A representative from MassHealth, Gary Sing, spoke about MassHealth’s Medicaid 1115 waiver designed to address type II diabetes through investments in health-related social needs, specifically housing and nutrition support. Kayla McFeely with the National Association of Chain Drug Stores (NACDS) shared details about a newly launched Nourish My Health Program. This campaign incorporates chain drug stores in the promotion of preventive screenings and raises awareness about the power of nutritious foods as a part of lifestyle changes.
The National Indian Health Board’s CEO Stacy Bohlen shared details about the Special Diabetes Program for Indians. This program has demonstrated a variety of successful outcomes, including decreased diabetes prevalence among AIAN adults, decreased blood sugar levels and A1c levels, and no increase in obesity or diabetes rates in adults for the last ten years. This program partners with Tribal Nations to design and implement interventions based on the community’s cultural practices and needs.

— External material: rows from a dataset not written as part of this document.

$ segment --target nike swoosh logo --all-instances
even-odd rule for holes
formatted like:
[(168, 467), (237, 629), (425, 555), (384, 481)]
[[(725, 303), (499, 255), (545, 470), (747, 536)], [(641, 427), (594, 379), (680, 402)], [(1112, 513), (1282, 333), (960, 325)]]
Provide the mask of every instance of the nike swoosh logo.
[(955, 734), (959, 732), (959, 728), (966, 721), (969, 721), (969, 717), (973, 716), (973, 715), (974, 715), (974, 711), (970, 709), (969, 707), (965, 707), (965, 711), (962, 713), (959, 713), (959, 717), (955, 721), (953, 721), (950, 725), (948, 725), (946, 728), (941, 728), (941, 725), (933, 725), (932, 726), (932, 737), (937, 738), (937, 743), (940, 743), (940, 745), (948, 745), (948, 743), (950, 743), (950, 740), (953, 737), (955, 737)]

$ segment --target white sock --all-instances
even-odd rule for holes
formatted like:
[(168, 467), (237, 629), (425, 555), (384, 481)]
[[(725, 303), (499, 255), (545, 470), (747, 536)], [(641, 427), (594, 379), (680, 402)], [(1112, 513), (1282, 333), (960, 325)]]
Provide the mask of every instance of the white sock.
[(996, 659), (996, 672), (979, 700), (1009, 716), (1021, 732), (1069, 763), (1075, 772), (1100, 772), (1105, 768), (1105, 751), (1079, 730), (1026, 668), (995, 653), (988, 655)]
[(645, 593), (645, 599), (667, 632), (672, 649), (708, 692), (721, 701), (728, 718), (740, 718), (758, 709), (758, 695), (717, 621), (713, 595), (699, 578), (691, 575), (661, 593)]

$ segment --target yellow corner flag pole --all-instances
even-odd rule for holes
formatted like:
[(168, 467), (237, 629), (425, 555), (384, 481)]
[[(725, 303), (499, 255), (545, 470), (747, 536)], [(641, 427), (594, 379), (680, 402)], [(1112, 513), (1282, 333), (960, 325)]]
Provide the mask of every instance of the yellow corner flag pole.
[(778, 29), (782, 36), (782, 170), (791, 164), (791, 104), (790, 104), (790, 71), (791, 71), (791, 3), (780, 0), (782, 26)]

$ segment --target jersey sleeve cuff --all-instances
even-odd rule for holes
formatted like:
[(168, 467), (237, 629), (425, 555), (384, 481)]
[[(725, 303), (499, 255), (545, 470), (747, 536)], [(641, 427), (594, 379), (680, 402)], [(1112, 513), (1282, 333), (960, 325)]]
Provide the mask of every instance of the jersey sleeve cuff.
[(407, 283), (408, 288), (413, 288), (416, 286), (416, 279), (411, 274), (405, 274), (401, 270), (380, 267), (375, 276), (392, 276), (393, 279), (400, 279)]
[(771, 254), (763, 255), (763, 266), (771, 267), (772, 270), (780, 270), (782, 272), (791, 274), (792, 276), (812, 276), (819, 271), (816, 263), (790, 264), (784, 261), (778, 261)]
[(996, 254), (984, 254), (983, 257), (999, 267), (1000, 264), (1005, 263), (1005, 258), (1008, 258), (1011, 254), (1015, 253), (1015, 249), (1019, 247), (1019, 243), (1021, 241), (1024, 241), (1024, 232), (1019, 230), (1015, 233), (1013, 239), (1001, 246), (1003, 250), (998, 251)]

The summit concluded with a state-only workshop followed by a discussion about the importance of public and private partnerships. States discussed ways to incorporate community health workers and reimbursements into intervention efforts. Arkansas and the U.S. Virgin Islands highlighted collaborations with faith-based organizations and Federally Qualified Healthcare Centers (FQHCs). Additionally, conversations were held around promoting preventive care to prevent frequent acute care visits, aiming to encourage healthy behaviors, screenings and long-term cost savings. During the public and private partnership conversation, experts from Elevance Health and Trust for America’s Health offered an opportunity for attendees to gauge how partners can provide technical assistance and subject matter expertise on a variety of confounding variables related to type II diabetes in rural and Tribal populations. Partnerships not only provide connections and funding resources for states and territories; they can also support data collection and infrastructure efforts aimed towards addressing the needs of communities most impacted.
NGA hopes to further the conversation around efforts to reduce the incidence and prevalence of type II diabetes in rural and Tribal Nation populations by providing states and territories with a social driver contextual perspective informed by evidence-based data.